Discussions at the European Finance Ministers’ meeting in Brussels resulted in Mr Sapin urging others to “advance, even if by only a step”, adding that the “worst danger would be failure” to implement a tax on financial transactions.

The idea was posed in 2011 in the wake of public anger over the Eurozone crisis as a way to channel the anger at bankers and traders into providing revenue for the EU. It was proposed by France and Germany as well as the European Commission, who are the body which proposes legislation in the political bloc.

The eurozone was very badly hit by the recession because countries tied up in the single currency were unable to use monetary policy to help their economies out of a crisis, and instead had to rely on domination from the ECB and Germany. At the same time, tax payers in the rest of the bloc had to watch their money used to bail out the fatally flawed single currency which caused mass unemployment and rioting in capital cities in the South of the continent.

The Tobin tax, so called after its proposer James Tobin, was originally designed to distribute money from financial hubs like Wall Street at the City and help development in poor countries. It aimed to reduce speculation and fluctuation in global markets but limiting the number of deals and trades which occurred by levying a charge on each one.

The European version, however, is not so considerate of the developing world that the left in particular say they want to help. Any money raised by an EU Financial Transaction Tax would go towards financing future bail outs – sold as ‘sparing the taxpayer’ but in reality sparing politicians from public animosity.

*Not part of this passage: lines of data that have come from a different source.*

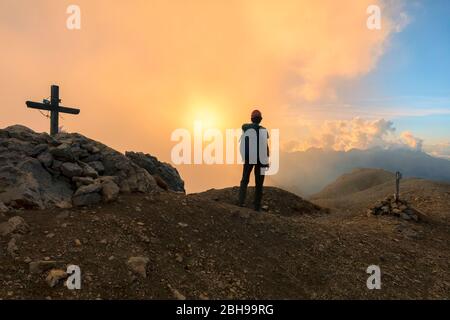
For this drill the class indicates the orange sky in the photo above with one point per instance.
(140, 69)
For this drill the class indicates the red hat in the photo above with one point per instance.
(256, 114)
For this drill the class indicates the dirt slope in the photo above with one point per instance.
(430, 197)
(355, 181)
(275, 200)
(203, 248)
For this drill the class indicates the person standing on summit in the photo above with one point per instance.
(254, 149)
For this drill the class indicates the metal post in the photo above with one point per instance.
(54, 113)
(398, 176)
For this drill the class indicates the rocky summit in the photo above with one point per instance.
(39, 171)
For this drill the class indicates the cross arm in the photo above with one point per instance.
(37, 105)
(48, 107)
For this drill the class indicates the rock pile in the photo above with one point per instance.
(399, 208)
(158, 169)
(40, 171)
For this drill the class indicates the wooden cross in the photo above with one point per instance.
(54, 108)
(398, 176)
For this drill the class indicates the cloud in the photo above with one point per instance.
(441, 150)
(140, 70)
(358, 133)
(412, 141)
(344, 135)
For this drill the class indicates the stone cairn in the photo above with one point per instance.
(391, 207)
(39, 171)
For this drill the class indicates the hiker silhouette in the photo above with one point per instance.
(255, 154)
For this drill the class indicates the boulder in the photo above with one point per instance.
(87, 195)
(82, 181)
(62, 153)
(46, 159)
(14, 225)
(3, 208)
(138, 265)
(165, 171)
(29, 185)
(38, 171)
(38, 267)
(110, 190)
(88, 171)
(70, 169)
(97, 166)
(55, 276)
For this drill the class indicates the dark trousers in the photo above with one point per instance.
(259, 181)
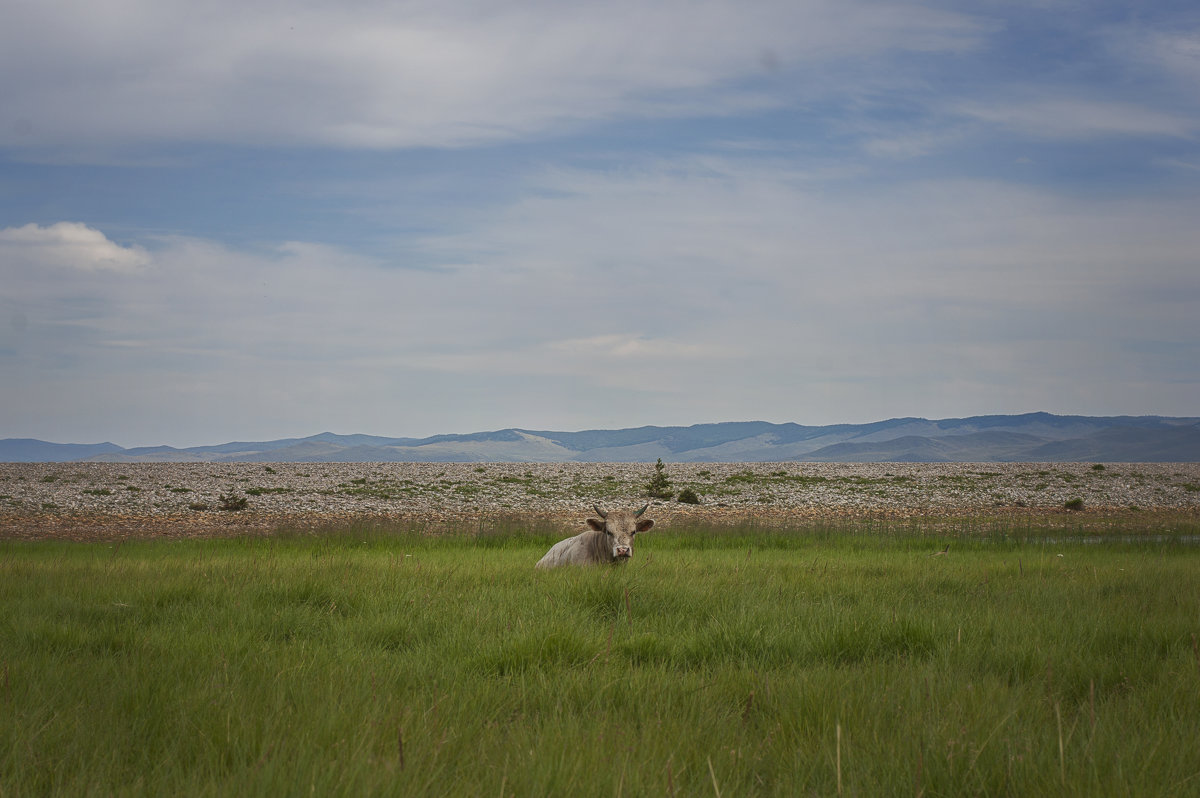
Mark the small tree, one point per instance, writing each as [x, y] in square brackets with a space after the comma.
[232, 501]
[659, 487]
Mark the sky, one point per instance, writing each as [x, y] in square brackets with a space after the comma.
[232, 221]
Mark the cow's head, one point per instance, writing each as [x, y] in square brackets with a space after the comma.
[621, 527]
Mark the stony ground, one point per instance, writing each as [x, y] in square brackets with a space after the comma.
[111, 501]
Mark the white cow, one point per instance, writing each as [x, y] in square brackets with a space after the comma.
[609, 539]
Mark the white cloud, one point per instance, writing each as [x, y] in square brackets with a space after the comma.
[691, 289]
[69, 245]
[78, 75]
[1073, 118]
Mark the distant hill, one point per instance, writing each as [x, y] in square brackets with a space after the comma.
[1032, 437]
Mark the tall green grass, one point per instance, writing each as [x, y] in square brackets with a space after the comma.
[720, 661]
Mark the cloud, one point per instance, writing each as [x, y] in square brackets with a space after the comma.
[669, 291]
[83, 76]
[1073, 118]
[69, 245]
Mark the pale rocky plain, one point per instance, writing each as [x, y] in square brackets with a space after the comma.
[124, 501]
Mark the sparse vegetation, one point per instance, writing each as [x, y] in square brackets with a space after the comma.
[233, 502]
[659, 487]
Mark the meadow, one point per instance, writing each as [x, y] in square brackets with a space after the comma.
[819, 660]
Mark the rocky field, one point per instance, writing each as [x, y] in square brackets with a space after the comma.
[87, 501]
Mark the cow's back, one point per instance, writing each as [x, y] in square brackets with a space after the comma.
[585, 549]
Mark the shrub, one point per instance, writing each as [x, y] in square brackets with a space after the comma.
[659, 487]
[232, 501]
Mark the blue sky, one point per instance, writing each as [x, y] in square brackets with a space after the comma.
[249, 221]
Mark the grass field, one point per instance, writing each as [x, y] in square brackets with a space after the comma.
[731, 661]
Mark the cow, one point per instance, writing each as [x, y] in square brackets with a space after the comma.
[609, 539]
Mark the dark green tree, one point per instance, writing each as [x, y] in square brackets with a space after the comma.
[659, 487]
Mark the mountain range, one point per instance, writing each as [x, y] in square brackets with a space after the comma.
[1032, 437]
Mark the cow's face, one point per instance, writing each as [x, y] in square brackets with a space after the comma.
[621, 527]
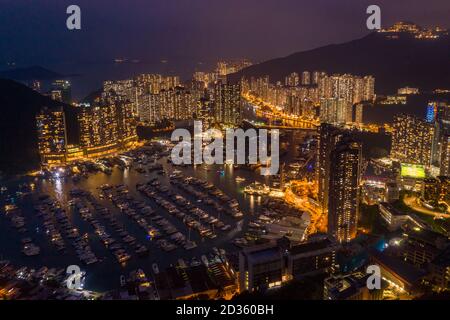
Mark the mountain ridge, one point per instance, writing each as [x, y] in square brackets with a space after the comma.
[394, 62]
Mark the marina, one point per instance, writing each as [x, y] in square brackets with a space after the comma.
[143, 213]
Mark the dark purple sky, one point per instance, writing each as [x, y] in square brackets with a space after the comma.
[34, 32]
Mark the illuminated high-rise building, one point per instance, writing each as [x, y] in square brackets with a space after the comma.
[204, 112]
[412, 140]
[52, 136]
[62, 91]
[344, 180]
[359, 108]
[335, 111]
[292, 80]
[445, 155]
[306, 78]
[98, 126]
[329, 136]
[227, 103]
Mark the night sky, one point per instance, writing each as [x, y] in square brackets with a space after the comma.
[34, 31]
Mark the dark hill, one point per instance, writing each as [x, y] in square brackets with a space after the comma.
[30, 73]
[18, 144]
[394, 63]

The idea is not popular in many EU countries including in Britain which depends on the wealth and jobs created by the City of London. The opposition of countries leaves 11, including France and Germany, to go it alone.

Sapin said France was committed to the deadline to finalise a deal “by the end of the year” so that the tax could be up and running by January 2016.

This could include a “watered down” proposal which would include only the most “toxic” derivatives, says Sapin. However such a proposal was met with criticism.

M Sapin must balance his government’s support for the tax with the revenue created by the French derivatives trading sector particularly as their economy is at a stand still and French President François Hollande may even be deseleted as his party’s candidate for the next Presidential elections.

Italian Finance Minister Pier Carlo Padoan, who presided over the meeting of EU ministers, said “good progress” had been made on reaching a political deal, according to The Local.

Charities were less impressed with news from the meeting, reminding ministers that Tobin proposed the tax to help the poor and needy rather than central banks of supranational organisations.